# Marinated London Broil



## Ol-blue (Apr 19, 2007)

You will be surprised how moist and tender this turns out. It's so good!
Enjoy! Debbie
*Marinated London Broil*



 
2 to 3 pound(s) *LONDON BROIL*
1 1/2 tablespoon(s) *RED WINE VINEGAR*
1 1/2 tablespoon(s) *SOY SAUCE*
1 1/2 tablespoon(s) *OLIVE OIL*
1 1/2 tablespoon(s) *WORCESTERSHIRE SAUCE*
1 tablespoon(s) *GARLIC*; Minced.
1 tablespoon(s) *RED PEPPER FLAKES*
3 *GREEN ONIONS*; Minced.
1 1/2 teaspoon(s) *SUGAR*
1/2 teaspoon(s) *SALT*
_____​
Place marinade ingredients in a resealable plastic bag.
Close bag and squeeze bag to mix ingredients.
Add London broil and coat meat with the marinade.
Place meat in refrigerate for 24 hours, turning occasionally.
Grill meat to desired doneness.
_____​ 


________________________________​ 

Enjoy!
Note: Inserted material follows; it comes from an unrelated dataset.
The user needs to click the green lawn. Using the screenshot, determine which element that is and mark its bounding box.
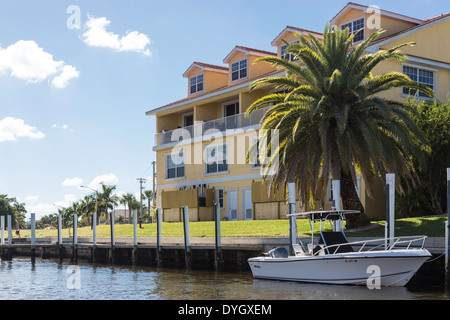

Debbie
​
​


----------



## Renee Attili (Apr 20, 2007)

I've done this recipe before and it is very good. I added a little Merlot too.Try it with a Filet Mignon. WoW


----------



## Barb L. (Apr 20, 2007)

I could eat off you plate !   Thanks for posting the recipe.  Yum !


----------



## pdswife (Apr 20, 2007)

Used this last night.  YUMMY!  THanks.


----------



## Ol-blue (May 9, 2007)

You are welcome. Debbie


----------



## Katie H (May 9, 2007)

Mmmmm!  This might be what I'll request for my Mother's Day meal.  Looks wonderful!


----------



## Ol-blue (May 10, 2007)

You will have a great Mothers Day meal if you do decide to have it Katie E.
Have a great Mothers Day! Debbie


----------